The regional variations in Ca2+ signaling within a single MI myocyte are depicted graphically in Figure 3⇓. Sections of line scan images free from movement artifact were cropped and expanded (Figure 3A⇓). Plots of fluorescence intensity versus time at discrete points in each cell (regional Ca2+ transients) are displayed in a pseudo 3-dimensional format, which highlights the marked spatial heterogeneity in Ca2+ signaling within the MI myocyte (Figure 3B⇓). In comparison, the regional Ca2+ transients are similar at all locales within the control myocyte (Figure 3C⇓). An example of a single regional transient (taken from the point indicated by the arrow in panel A) in the MI myocyte demonstrates the recurrence of nonpropagated sparks at a single location.

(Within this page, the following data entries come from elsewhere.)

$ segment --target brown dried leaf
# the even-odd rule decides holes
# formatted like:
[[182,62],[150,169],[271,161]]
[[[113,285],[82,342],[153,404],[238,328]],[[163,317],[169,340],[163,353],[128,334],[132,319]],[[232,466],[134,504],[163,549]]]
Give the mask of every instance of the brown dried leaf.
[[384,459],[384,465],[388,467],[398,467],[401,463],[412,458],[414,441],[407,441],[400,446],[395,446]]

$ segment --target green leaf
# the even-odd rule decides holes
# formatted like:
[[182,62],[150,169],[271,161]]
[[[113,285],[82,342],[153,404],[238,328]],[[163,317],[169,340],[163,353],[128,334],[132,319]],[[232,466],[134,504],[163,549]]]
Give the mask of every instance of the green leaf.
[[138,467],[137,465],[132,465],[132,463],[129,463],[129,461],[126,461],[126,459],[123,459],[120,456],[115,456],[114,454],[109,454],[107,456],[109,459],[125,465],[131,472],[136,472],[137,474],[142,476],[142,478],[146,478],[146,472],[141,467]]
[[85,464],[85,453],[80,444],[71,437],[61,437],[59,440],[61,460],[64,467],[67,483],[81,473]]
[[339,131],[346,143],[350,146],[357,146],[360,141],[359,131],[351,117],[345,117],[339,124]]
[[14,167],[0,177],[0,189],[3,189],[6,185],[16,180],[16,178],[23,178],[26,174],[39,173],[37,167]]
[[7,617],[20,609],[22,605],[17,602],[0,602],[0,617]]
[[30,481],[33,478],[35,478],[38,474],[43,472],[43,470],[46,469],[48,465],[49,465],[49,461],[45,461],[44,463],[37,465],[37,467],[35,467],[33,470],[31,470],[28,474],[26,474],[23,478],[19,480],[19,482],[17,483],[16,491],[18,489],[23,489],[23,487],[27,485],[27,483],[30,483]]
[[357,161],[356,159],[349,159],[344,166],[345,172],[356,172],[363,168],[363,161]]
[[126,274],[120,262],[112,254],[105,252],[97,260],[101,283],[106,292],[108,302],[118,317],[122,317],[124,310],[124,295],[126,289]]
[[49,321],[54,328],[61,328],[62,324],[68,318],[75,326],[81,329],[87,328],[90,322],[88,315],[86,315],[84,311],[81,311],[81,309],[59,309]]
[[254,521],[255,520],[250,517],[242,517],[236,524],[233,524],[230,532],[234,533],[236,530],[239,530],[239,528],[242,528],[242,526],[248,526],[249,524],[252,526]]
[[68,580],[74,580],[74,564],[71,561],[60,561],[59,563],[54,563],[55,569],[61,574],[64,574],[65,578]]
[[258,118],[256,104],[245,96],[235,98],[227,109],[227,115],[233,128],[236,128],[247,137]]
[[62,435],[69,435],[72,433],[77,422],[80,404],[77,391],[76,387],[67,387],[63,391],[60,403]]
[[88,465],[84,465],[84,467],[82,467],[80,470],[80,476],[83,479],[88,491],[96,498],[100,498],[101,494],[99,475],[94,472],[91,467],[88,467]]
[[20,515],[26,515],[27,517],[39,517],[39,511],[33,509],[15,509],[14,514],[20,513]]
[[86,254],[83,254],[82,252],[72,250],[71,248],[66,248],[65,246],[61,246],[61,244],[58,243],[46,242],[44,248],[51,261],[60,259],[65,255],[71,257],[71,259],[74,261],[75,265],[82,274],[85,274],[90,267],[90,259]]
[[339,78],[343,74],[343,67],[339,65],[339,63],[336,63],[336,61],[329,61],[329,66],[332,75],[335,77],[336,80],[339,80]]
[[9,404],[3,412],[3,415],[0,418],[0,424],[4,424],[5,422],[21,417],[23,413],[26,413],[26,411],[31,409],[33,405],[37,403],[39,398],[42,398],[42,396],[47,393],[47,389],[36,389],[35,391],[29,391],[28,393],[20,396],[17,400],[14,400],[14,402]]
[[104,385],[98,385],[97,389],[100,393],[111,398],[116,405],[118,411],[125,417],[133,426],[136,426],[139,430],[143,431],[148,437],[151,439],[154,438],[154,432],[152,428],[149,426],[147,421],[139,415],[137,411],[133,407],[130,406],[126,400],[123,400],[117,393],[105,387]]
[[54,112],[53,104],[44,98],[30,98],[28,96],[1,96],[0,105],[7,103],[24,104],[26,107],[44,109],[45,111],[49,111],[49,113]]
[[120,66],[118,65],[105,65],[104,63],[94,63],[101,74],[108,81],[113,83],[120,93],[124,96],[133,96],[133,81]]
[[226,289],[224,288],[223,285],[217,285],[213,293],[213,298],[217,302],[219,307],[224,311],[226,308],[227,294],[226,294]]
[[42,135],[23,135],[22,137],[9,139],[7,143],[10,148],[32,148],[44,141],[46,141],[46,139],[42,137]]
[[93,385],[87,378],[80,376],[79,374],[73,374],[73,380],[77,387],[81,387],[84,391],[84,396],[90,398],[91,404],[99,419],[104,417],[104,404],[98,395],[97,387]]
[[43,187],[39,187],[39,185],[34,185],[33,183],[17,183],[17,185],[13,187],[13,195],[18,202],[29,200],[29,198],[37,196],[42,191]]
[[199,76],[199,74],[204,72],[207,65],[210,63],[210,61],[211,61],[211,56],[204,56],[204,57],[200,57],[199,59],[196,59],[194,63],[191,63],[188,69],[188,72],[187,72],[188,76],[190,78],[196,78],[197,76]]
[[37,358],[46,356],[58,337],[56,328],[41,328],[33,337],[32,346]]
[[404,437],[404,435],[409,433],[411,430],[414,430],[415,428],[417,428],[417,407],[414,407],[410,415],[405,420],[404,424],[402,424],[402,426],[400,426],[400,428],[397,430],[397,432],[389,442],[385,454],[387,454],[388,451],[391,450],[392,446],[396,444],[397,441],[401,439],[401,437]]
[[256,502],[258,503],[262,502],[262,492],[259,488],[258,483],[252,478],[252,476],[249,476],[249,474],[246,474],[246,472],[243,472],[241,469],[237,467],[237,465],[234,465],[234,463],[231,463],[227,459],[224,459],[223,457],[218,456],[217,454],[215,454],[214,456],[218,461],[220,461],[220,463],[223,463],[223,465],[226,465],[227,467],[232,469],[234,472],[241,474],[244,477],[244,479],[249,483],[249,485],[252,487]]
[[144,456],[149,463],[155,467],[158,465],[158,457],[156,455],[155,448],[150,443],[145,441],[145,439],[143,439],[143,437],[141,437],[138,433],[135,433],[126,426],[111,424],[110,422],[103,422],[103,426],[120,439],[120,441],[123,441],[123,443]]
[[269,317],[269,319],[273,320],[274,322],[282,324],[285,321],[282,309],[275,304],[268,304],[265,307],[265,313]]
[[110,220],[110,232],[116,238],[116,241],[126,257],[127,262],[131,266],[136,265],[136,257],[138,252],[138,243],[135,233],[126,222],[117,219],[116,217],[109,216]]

Measurement of SR Ca2+ Content
We assessed the hypothesis that reduced SR Ca2+ content in the MI myocytes might result in focal failures of ICa to trigger SR release events. We found that the SR Ca2+ content was not different in MI compared with control myocytes (online Figure 1⇑; see online data supplement available at http://www.circresaha.org). Similar findings have been reported in other models of heart failure.9 Therefore, decreased SR Ca2+ stores seem unlikely to be a major cause of the abnormal Ca2+ transients in MI myocytes. Although the integral of the caffeine-induced currents were not different in the control and MI myocytes, the peak amplitude of these currents tended to be larger in the MI myocytes (−0.71±0.04 versus 0.61±0.04 pA/pF, P=0.1). This finding is compatible with a modest increase in Na+-Ca2+ exchange activity in the MI myocytes.
Measurement of ICa
Small but detectable inhomogeneities in [Ca2+] during the early portion of action potentials in normal myocytes results from the stochastic nature of L-type Ca2+ channel opening and the resultant stochastic production of sparks.17 The inhomogeneity can be markedly accentuated by the application of both organic and inorganic Ca2+ channel-blocking agents.17 18 19 Therefore, we postulated that the fragmented appearance of the leading edge of the Ca2+ transient in the MI myocytes might result if there were a sufficient decrease in the number of functional L-type Ca2+ channels so that adjacent sparks failed to fuse together. In support of this hypothesis, we found that ICa density was significantly decreased (≈20%) in MI myocytes compared with controls (Figure 4⇓). The fast and slow time constants of ICa inactivation were not different in control and MI myocytes; however, the amplitudes of both components were decreased in the MI myocytes. The relative proportion of fast inactivation was not different in control and MI myocytes.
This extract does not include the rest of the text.